Da sitzen wir also alle gutgelaunt zusammen und Jesus mittendrin. Wie schön. Doch plötzlich klingelt es wieder an der Tür. Alle gucken wir uns fragend an? Wer könnte das sein? Papa steht auf und öffnet die Tür. Verdutzt steht er vor der ex-Frau des Bürgermeisters. Der Skandal um sie ging durch die Presse. Sind wir die nächsten? Was will die von uns? Sonst hatten wir ja auch nicht mit ihr zu tun. 

Ihr Gesicht zeigt auf jeden Fall große Unsicherheit. Stehen da wirklich Tränen in ihren Augen? Es wird peinlich. Sie hat gehört, dass Jesus zu Gast ist und bittet hereinkommen zu dürfen. Der will auf Nachfrage irgendwie nicht zur Tür kommen. Soll sie doch reinkommen, meint er. Die Weihnachtsgala könnte man ja auch mit ihr zusammen schauen. Entspannt sitzt er auf dem Sofa und bittet den nicht geladenen Gast sich neben ihn zu setzen. 

Alle schauen sich betreten an. Die Stimmung ist irgendwie ausgebremst. Naja, wird schon. Man will Jesus ja nicht vergrämen. Doch was dann passiert, sprengt den Rahmen. Die Gute zückt ein teures, superluxoriöses Parfüm und fängt an Jesus damit zu besprühen. Hat sie nichts Besseres zu tun? Dann fängt sie noch an bitterlich zu weinen. 

Die Aufregung ist jetzt groß. Aus allen platzt die Entrüstung. Das teure Parfüm auf dem guten Sofa. Das schöne Fest! Hätte es nicht gereicht, es als Geschenk verpackt unter den Baum zustellen? Und jetzt wo es alle sehen. Sprengt es nicht den Rahmen des Beschenkens? Hätte sie nicht einen Scheck übergeben können für das neu eingeweihte Frauenhaus der Gemeinde oder das Krankenhaus im Senegal? 

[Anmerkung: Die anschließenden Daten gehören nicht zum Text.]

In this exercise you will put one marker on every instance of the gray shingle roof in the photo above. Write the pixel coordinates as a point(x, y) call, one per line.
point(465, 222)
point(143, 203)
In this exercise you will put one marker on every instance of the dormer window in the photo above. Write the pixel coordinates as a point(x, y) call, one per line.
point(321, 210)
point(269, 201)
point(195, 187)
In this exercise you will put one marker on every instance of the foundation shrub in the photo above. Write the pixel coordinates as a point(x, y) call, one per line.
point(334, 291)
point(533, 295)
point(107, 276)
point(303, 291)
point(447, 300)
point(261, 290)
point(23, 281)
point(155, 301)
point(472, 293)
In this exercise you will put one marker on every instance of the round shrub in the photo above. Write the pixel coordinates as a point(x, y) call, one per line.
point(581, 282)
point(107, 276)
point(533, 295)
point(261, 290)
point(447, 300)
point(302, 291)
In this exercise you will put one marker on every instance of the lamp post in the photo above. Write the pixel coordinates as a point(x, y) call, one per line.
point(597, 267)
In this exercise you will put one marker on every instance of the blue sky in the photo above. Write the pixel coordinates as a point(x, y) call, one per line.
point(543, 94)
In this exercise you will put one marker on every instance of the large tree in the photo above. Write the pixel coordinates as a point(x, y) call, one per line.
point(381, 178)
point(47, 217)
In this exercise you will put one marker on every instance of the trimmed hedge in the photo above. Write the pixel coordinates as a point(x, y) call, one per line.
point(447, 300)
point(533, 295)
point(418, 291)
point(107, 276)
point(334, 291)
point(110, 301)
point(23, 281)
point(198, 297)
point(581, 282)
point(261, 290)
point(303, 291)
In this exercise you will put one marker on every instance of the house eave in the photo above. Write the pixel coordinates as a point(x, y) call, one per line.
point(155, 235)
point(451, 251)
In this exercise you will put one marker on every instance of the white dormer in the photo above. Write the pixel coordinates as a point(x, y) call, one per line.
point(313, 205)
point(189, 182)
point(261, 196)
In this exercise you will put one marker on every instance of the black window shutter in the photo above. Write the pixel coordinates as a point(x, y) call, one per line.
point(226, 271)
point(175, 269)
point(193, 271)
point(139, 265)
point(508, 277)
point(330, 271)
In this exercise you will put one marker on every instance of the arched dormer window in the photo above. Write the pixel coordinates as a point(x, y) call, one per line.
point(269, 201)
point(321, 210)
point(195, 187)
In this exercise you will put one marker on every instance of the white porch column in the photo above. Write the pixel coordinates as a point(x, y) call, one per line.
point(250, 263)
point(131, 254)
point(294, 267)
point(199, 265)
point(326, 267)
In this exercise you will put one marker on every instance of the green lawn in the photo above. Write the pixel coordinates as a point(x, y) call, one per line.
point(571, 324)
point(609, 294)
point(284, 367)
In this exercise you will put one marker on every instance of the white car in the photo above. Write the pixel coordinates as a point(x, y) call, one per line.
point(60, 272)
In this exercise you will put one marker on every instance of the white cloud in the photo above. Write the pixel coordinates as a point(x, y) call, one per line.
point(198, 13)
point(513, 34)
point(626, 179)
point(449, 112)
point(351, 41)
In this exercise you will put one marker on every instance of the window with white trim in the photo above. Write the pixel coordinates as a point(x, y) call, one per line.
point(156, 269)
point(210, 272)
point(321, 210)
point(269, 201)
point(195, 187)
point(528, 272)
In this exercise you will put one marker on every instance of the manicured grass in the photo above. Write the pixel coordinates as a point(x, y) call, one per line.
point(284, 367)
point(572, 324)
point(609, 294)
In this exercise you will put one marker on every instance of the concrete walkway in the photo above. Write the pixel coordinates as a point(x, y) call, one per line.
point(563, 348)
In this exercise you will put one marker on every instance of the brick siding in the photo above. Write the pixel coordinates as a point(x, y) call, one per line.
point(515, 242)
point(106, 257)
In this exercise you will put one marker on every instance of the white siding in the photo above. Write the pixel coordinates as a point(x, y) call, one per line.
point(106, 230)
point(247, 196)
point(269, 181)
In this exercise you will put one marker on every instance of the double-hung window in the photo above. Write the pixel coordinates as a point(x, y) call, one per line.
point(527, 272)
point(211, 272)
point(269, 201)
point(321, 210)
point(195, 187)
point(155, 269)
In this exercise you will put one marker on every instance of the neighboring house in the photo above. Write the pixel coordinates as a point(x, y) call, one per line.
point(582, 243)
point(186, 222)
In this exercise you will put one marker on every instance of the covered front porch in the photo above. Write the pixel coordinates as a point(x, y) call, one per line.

Ich beende hier einfach mal die Neuinterpretation der Geschichte, die uns Markus überliefert hat. Aber so ähnlich war es damals in Betanien. Beide Male passiert etwas ähnliches. 

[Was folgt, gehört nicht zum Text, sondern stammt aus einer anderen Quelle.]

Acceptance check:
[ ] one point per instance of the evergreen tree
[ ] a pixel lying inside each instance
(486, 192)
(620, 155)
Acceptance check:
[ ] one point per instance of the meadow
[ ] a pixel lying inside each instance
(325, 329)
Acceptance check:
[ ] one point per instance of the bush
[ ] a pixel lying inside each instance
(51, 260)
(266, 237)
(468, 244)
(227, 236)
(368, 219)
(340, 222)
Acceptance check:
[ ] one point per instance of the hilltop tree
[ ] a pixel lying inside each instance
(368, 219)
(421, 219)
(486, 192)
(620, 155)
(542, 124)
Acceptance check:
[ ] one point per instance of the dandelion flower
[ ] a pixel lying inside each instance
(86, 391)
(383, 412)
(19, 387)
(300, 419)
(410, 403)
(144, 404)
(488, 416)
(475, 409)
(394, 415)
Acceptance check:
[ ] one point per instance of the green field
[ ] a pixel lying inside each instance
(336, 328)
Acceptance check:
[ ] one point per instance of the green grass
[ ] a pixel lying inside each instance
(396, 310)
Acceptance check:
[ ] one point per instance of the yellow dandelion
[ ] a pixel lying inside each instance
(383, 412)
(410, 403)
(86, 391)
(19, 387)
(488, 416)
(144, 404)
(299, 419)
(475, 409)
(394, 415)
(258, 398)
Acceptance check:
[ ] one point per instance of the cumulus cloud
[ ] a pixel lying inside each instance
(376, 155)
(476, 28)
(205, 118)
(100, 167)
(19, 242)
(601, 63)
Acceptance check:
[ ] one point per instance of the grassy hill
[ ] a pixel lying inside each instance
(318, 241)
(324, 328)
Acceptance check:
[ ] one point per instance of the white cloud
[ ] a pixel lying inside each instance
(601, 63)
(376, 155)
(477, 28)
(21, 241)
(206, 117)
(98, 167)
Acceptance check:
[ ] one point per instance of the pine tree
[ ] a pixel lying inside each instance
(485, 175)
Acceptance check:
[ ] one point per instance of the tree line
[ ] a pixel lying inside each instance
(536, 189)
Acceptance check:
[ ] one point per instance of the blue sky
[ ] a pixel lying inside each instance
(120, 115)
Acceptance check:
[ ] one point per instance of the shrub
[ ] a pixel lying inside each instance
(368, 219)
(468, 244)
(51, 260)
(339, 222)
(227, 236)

Da ist die Familie, die Gruppe der geladenen Gäste des Festes auf der einen Seite. Jesus ist ihnen wichtig. Aber irgendwie zeigt sich, dass sie ihn auch für sich vereinnahmen. Es ist ihr persönlicher Jesus. Sie freuen sich ehrlich über ihn. Immerhin sind sie durch seine Hilfe wieder als komplette Familie zusammen. Bei Markus ist es der vom Aussatz geheilte Simon, bei unserer Familie die aus dem Krankenhaus entlassene Mama. 

Doch plötzlich schenkt Jesus einem ungeladenen und irgendwie auch unerwünschten Gast seine volle Aufmerksamkeit. Die Spieß wird umgedreht. Hatte man sich gefreut, dass Jesus unsere Festfamilie mit Aufmerksamkeit beschenkt, raubt diese Frau das alles. 

Jesus sieht das anders. Er merkt, dass er plötzlich alle Aufmerksamkeit von der Frau geschenkt bekommt. Sie bittet nicht um Aufmerksamkeit, sie schenkt Aufmerksamkeit. Das ist der große Unterschied. 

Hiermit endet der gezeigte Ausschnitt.